- Details
- Written by Noelia García Rincón
- Parent Category: Maths
- Category: Maths 12-15
- Created: 27 January 2020

TA activities for students aged 12-13 to understand mathematical operations with negative and positive numbers.

- Details
- Written by Noelia García Rincón
- Parent Category: Maths
- Category: Maths 12-15
- Created: 27 January 2020

TA activities for students aged 12-13 to understand mathematical operations with negative and positive numbers.

## Comments

One question before looking at the proposed system of tasks. Have you already tried them out with learners or is it just a plan and you are looking for our comments before trying them out?

Thanks for your system of tasks for Math lessons! I with some Math teachers looked at your materials. We like the way of organising the reseach. For the "beginner"it's really great. And for sure we have some questions - it's a good sign

You wrote to Alexander that you had tried some tasks and then had done some changes. What kind of changes had been done and why? We'd like to know if the students found all 4 classifications (tasks1.1.) and what you did if they didn't find? In the tasks 1.3. you ask the students to write "describe" different operations. Did you plan that the students would do these operations? Did your task about Clara help the students to come to the hyposethis? We think the tasks about Clara are useful but they will take the students away form the hyposethis? What about the result of research? Were there any different hyposethises? How many lessons did you use for this research? Did you like this way of teaching? What kind of problems did you face? What about students, their impression? Thank you.

Thank you for your feedback, as it is my first TA material, it is so useful for me. I'm sorry for not having answered earlier.

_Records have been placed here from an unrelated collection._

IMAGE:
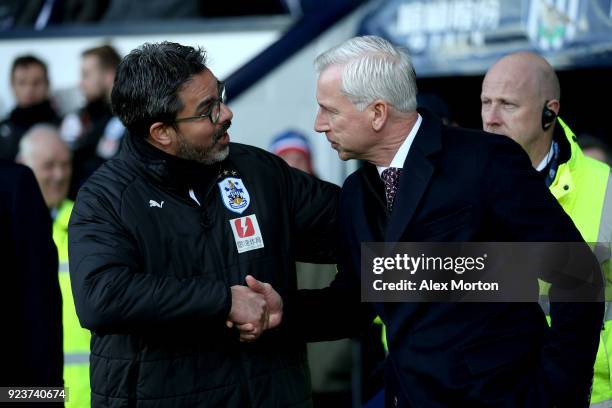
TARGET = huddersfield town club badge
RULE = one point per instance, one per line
(234, 194)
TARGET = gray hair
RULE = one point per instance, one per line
(373, 69)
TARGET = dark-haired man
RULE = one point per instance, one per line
(30, 83)
(163, 237)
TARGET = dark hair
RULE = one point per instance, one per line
(109, 58)
(148, 82)
(27, 60)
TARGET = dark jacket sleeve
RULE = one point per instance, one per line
(36, 258)
(113, 293)
(336, 311)
(520, 203)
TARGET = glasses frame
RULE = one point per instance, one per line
(216, 103)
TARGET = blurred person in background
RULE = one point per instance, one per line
(93, 133)
(30, 298)
(30, 85)
(595, 148)
(521, 99)
(330, 362)
(43, 150)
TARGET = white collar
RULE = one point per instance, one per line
(402, 152)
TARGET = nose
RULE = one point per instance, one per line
(226, 113)
(321, 124)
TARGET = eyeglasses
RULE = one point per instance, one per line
(214, 112)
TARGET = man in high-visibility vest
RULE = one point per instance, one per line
(520, 99)
(47, 155)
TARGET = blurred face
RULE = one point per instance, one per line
(50, 161)
(511, 104)
(29, 85)
(94, 79)
(347, 129)
(199, 139)
(596, 153)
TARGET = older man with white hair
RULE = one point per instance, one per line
(43, 150)
(521, 99)
(426, 182)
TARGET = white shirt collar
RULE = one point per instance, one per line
(402, 152)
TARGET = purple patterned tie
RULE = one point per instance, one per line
(391, 178)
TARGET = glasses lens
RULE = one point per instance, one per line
(222, 92)
(216, 112)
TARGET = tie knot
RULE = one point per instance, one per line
(391, 175)
(391, 178)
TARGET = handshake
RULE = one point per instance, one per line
(255, 308)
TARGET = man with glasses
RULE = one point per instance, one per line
(169, 244)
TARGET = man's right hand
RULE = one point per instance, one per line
(248, 307)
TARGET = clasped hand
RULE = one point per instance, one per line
(255, 308)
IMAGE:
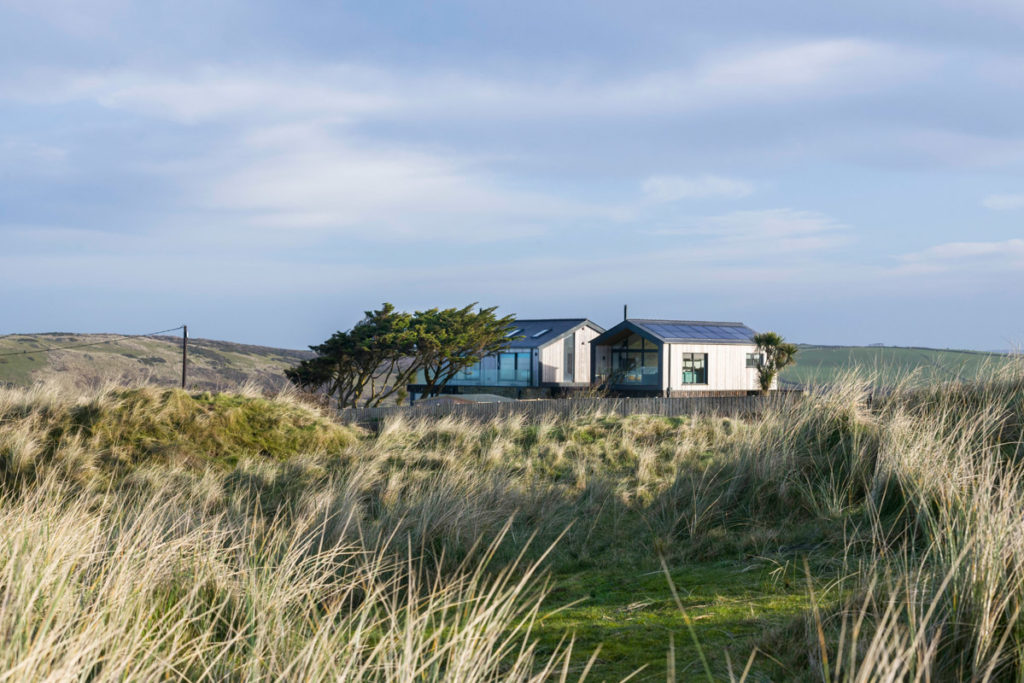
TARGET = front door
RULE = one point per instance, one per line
(568, 366)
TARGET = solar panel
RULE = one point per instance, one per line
(691, 332)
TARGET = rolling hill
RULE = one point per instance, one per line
(220, 365)
(212, 365)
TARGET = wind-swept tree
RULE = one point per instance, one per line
(383, 352)
(369, 364)
(451, 339)
(776, 353)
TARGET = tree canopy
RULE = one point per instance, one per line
(777, 353)
(383, 352)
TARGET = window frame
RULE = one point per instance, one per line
(700, 374)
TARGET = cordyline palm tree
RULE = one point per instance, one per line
(776, 353)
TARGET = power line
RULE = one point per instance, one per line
(105, 341)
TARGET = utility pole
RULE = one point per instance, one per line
(184, 353)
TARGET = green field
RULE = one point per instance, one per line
(888, 365)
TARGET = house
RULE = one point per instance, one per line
(550, 357)
(676, 358)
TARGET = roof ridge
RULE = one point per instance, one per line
(549, 319)
(656, 319)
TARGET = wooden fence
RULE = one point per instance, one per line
(536, 410)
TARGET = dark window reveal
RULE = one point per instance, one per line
(694, 369)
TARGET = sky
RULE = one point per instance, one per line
(264, 171)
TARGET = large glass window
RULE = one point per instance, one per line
(634, 360)
(568, 369)
(514, 367)
(694, 369)
(470, 373)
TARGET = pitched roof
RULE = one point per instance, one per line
(677, 332)
(537, 333)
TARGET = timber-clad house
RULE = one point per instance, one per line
(676, 358)
(546, 357)
(639, 357)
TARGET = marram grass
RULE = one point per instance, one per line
(154, 534)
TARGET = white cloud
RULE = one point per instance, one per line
(979, 260)
(306, 177)
(1004, 202)
(780, 228)
(780, 73)
(811, 65)
(674, 187)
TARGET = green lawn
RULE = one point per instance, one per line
(632, 614)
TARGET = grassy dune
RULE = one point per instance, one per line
(891, 366)
(156, 534)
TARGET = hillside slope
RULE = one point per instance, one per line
(823, 365)
(212, 365)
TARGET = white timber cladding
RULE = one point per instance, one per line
(551, 363)
(583, 338)
(727, 369)
(553, 357)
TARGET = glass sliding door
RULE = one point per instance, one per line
(568, 367)
(635, 360)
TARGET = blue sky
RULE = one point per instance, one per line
(265, 171)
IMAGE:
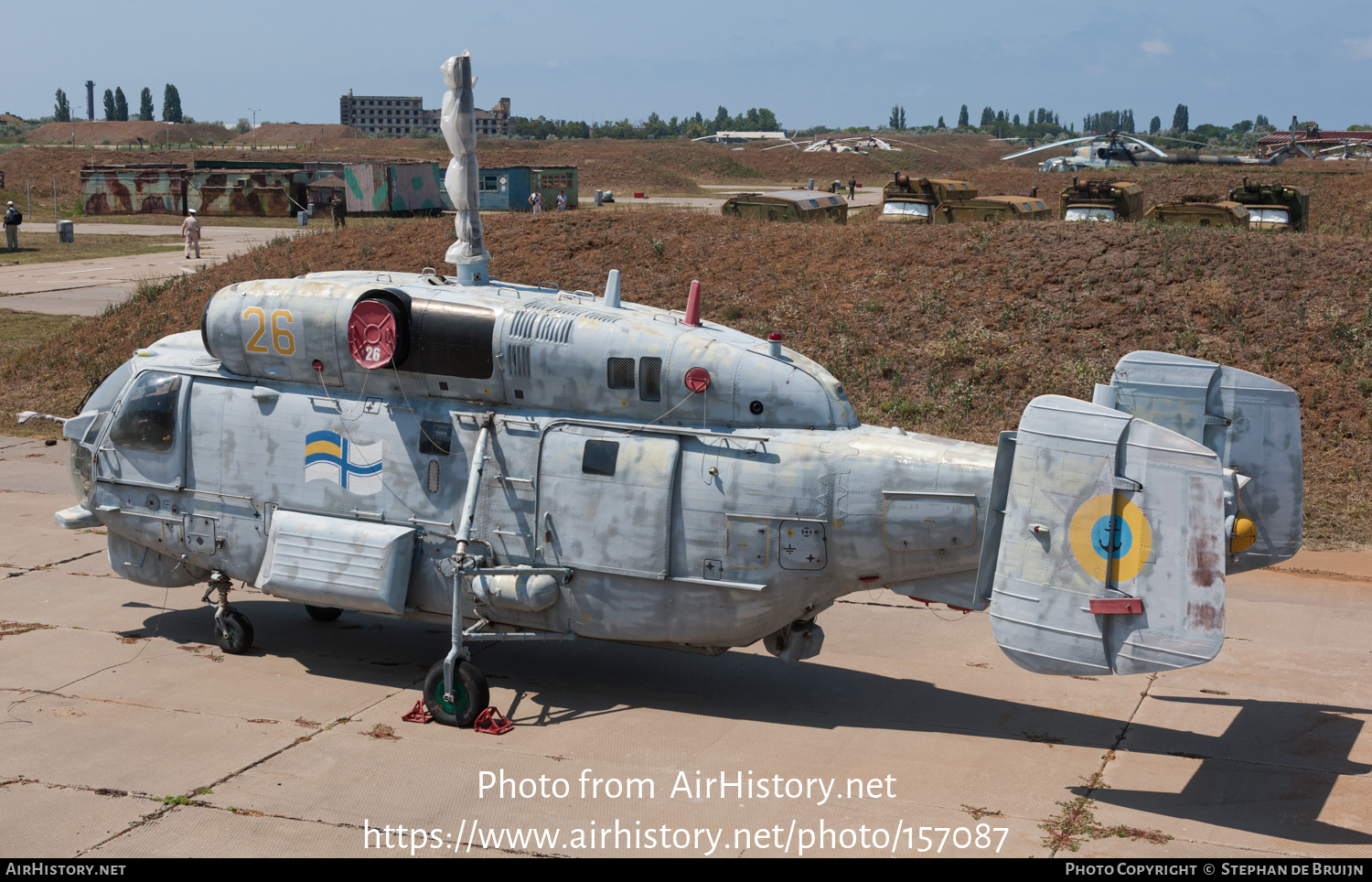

The changes I made were realted to organization. The tasks are the same but some are divided to get students to understand them better.

In task 1.1. my students didn't find "absolute value of the result". The other three were found by most of them and when they debated together comparing their results they completed them. I can't remember well what I did to help them, sorry. Perhaps I asked them to focus on how to get the value of the result.

In task 1.3. my plan wasn't students to calculate the operations they made. It was just thought to realize the number of possible combinations in operations in order to focus on the elements that can interfere in these different operations.

I think you are right about Clara's task. Perhaps it is better to work it in a separate way, just before to start with the tasks. I included it because I notice a problem in integer numbers operations about giving a name when a negative sign appears, is it a negative number or a substraction? But, I see what you mean, it is not well connected with the hypothesis.

Related to hypothesis, they started to focus on things that weren't relevant like odd and even numbers, and they wanted to use the same hypothesis for all the different operations. I told them to check their ideas with the cards from the bank before to write it down. When they compare their results with their classmates they realize that some hypothesis were stronger than others.

I use three lessons for the research, but as we are working with integer numbers all the year, I usually remember them to check their work.

I do like this way of teaching but I think I need to develop more materials and having more real lessons to feel comfortable with it. Also my students are not prepared to this way of learning because at the beginning they were so lost, but I think it is perfectly normal. The main problem was my students are used to ask for any question even before thinking about it. And also I am used to answer these questions, so changing the class model was the most difficult thing to do. However I think it's worth a try. At the end of the activity I think my students were getting used to working like this and I think the really understood how to operate with integer numbers.